All the individual behaviours that are caricatured in The Circle and form the underpinning of how the fictional organisation can come to power are the underpinnings for The New Rules. Meerman Scott is quite convincing in his argument that the days of flashy expensive television commercials and killer press releases written by PR teams ad agencies are long gone. Now everything you need in terms of marketing your services, product, cause or charity is available at very low or for free in the form of Facebook, Instagram, Twitter (, WordPress!) etc. This book tells you how best to go about exploiting these free resources.

I’m cutting and pasting here so you can see how the three books are causing some messy thoughts in my head. On the one hand I dread the seemingly inevitable future painted by The Circle as big data extends its tendrils everywhere, people become ‘like’ junkies and individual privacy is continuing to be eroded, and I want to follow the advice of Off. I’m finding Facebook increasingly tedious and I worry about how long Siggy and I spend on social media.

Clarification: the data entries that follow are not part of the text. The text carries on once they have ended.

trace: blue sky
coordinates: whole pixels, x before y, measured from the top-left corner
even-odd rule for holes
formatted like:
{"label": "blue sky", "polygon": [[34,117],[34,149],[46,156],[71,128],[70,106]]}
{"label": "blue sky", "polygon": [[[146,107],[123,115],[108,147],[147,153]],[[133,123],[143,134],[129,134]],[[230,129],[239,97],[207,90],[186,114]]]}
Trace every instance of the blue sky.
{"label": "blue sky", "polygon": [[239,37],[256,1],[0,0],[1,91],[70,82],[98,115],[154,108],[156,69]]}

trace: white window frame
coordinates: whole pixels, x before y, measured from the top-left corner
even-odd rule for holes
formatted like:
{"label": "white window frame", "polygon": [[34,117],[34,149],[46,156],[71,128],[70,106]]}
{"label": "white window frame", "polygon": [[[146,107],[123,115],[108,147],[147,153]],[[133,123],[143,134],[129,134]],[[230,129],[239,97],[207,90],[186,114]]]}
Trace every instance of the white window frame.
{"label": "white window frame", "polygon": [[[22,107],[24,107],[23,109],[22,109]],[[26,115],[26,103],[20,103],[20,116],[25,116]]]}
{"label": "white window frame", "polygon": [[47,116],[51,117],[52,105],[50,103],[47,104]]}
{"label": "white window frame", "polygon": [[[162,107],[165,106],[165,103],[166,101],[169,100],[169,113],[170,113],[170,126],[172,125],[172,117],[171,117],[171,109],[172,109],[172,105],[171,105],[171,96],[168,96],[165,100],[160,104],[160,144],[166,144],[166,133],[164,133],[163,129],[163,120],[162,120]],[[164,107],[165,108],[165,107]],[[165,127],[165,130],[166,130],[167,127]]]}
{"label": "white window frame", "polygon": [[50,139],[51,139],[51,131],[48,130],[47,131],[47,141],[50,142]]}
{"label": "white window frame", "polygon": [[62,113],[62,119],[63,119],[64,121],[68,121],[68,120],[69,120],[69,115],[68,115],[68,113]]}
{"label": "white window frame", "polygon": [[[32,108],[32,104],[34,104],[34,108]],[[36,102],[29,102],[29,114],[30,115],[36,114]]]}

On the other hand I want to try hard and follow Meerman Scott’s sagely marketing advice in The New Rules of Marketing and really put myself out there in my spare time to promote my novels, and of course try and follow his advice as much as practical at work. And of course I’m wondering how to increase traffic to this blog. Doing posts with a title which doesn’t indicate the content like ‘Weekly Ramble No. 32’ probably isn’t helping 🙂

The featured image by the way is an adaptation of something from The British Library’s Flickr collection.